Na Hooikamer was het de beurt aan Sanders om een aantal objecten toe te lichten waardoor duidelijk werd hoe het thema Opstand door de geschiedenis vaak kan worden teruggevonden. Zo haalde Sanders uit zijn tas een kassei, die in mei 1968 is opgeraapt van de straat in Parijs. Betogers gooiden met zulke stenen tijdens de studentenprotesten die toen de straten beheersten. Ook had hij een kogel mee die was afgevuurd op het Plein van de Hemelse Vrede in de lente van 1989. Verder toonde hij affiches uit de Spaanse Burgeroorlog en de jaren ’60. De affiches uit deze laatste periode tonen hoe grafici als activisten met simpele beeldende affiches protesteerden.

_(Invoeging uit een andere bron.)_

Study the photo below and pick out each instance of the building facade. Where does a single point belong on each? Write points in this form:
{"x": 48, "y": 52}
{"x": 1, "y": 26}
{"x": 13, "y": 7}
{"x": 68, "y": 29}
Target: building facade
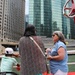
{"x": 11, "y": 19}
{"x": 39, "y": 15}
{"x": 47, "y": 16}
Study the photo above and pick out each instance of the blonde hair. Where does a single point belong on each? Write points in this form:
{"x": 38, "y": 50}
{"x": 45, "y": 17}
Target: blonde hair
{"x": 60, "y": 35}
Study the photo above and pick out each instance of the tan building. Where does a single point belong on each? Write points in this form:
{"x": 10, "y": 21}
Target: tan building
{"x": 11, "y": 19}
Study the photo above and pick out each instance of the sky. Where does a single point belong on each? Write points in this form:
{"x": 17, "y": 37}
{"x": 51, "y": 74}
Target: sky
{"x": 26, "y": 6}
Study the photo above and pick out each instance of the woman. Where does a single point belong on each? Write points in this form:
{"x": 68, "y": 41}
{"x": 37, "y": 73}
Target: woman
{"x": 32, "y": 60}
{"x": 58, "y": 55}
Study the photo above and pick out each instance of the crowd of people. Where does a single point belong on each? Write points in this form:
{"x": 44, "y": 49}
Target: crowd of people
{"x": 33, "y": 55}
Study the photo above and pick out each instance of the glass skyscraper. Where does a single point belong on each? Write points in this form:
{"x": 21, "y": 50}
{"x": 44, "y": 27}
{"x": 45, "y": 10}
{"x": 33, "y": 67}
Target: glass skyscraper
{"x": 47, "y": 16}
{"x": 11, "y": 19}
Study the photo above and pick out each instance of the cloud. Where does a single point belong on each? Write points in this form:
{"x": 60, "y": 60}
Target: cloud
{"x": 27, "y": 7}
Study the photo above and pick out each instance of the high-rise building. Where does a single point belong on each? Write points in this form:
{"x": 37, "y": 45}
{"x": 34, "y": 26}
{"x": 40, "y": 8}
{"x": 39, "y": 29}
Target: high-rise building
{"x": 11, "y": 19}
{"x": 47, "y": 16}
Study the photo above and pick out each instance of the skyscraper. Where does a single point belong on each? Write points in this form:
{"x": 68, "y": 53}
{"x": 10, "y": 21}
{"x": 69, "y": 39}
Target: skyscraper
{"x": 39, "y": 15}
{"x": 11, "y": 19}
{"x": 47, "y": 16}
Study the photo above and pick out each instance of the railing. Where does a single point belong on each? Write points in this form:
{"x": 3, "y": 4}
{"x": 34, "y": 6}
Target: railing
{"x": 7, "y": 73}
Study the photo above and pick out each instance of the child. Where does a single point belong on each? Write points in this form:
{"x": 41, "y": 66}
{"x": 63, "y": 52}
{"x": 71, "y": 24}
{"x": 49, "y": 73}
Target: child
{"x": 7, "y": 61}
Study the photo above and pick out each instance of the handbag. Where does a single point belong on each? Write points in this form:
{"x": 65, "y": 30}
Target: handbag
{"x": 47, "y": 72}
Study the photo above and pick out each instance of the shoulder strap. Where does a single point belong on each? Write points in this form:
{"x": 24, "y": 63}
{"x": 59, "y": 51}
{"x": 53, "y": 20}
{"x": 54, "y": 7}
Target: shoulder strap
{"x": 37, "y": 46}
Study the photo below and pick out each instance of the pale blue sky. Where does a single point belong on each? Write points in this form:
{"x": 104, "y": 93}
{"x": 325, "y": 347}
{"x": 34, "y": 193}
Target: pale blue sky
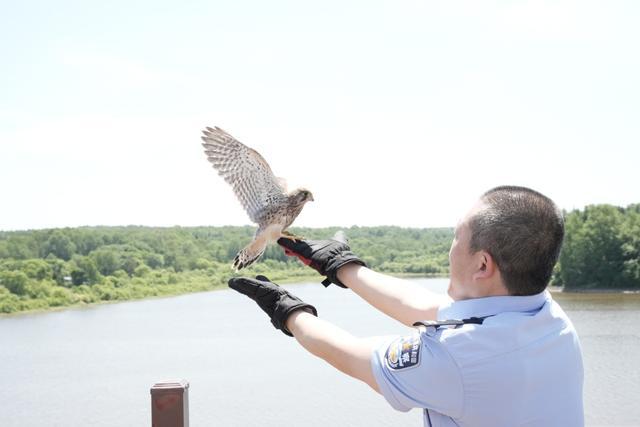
{"x": 395, "y": 112}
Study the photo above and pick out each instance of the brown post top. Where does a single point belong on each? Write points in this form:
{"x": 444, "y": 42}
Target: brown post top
{"x": 170, "y": 404}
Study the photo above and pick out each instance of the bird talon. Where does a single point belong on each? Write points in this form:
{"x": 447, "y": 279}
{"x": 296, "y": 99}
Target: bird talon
{"x": 291, "y": 236}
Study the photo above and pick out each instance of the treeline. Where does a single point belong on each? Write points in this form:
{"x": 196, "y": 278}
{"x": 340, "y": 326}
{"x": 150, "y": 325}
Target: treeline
{"x": 50, "y": 268}
{"x": 601, "y": 249}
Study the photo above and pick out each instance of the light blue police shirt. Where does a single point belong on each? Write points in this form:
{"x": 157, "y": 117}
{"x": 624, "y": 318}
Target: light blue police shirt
{"x": 521, "y": 367}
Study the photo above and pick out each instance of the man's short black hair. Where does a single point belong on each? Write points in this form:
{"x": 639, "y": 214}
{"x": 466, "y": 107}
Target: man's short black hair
{"x": 523, "y": 231}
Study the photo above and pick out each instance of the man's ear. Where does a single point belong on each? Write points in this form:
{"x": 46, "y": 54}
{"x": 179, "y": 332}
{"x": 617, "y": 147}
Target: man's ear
{"x": 485, "y": 266}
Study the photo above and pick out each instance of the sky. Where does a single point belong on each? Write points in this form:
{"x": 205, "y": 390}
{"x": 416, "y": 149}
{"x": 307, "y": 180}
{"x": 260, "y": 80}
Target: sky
{"x": 390, "y": 112}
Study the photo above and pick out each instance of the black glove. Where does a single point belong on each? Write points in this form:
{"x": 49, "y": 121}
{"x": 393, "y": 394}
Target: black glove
{"x": 324, "y": 256}
{"x": 272, "y": 299}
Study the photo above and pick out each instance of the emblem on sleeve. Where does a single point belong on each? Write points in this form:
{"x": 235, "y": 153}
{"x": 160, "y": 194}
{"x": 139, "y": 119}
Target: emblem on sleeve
{"x": 404, "y": 352}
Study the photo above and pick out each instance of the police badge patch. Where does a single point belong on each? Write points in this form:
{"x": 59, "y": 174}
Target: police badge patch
{"x": 404, "y": 352}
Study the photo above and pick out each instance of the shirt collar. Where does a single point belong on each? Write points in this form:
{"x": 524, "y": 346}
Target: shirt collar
{"x": 489, "y": 306}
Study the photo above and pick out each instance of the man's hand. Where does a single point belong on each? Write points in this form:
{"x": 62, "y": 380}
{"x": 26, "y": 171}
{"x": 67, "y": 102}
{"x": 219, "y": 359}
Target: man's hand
{"x": 324, "y": 256}
{"x": 272, "y": 299}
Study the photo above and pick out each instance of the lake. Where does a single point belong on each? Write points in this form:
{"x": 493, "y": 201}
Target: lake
{"x": 94, "y": 366}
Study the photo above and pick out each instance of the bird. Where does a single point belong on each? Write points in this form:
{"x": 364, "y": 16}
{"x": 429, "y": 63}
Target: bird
{"x": 263, "y": 196}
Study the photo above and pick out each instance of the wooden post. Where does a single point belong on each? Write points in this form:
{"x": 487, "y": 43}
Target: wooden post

Huub Sanders (Internationaal Instituut voor Sociale Geschiedenis) met kassei uit mei 1968

Huub Sanders (Internationaal Instituut voor Sociale Geschiedenis) met kassei uit mei 1968.

Tot slot was het tijd voor Paul Brood van het Nationaal Archief, hij had slechts één stuk uit de collectie uitgekozen, omdat hij daar door de stem van het publiek niet meer omheen kon: het Plakkaat van Verlatinghe. Het Plakkaat werd tijdens de live-uitzending van Het pronkstuk an Nederland afgelopen januari door het publiek gekozen als hét pronkstuk van Nederland. Het plakkaat liet met 43% van de stemmen de andere finalisten ver achter zich. De microscoop van Antoni van Leeuwenhoek uit de collectie van Rijksmuseum Boerhaave kreeg 34% van de stemmen en Rembrandts Nachtwacht uit het Rijksmuseum 23%. Het Plakkaat van Verlatinge uit 1581 is de officiële beslissing van de Nederlandse Staten-Generaal om afstand te nemen van de Spaanse vorst Filips II en hem niet langer als heer der Nederlanden te erkennen.  Het is een iconisch document dat zowel nationaal als internationaal eeuwenlang als inspiratiebron heeft gediend. Zo zijn er duidelijke inhoudelijke parallellen te vinden tussen de tekst van het Plakkaat en de Amerikaanse Declaration of Independence uit 1776. Dat het een bijzonder document is, staat buiten kijf, maar hoe heeft het kunnen winnen van Rembrandts Nachtwacht? Dat heeft volgens Brood vooral te maken door de effectieve campagne die het Nationaal Archief op social media heeft gevoerd. Hij raadt dan ook iedereen aan om social media in te zetten om de collectie beter onder de aandacht te brengen.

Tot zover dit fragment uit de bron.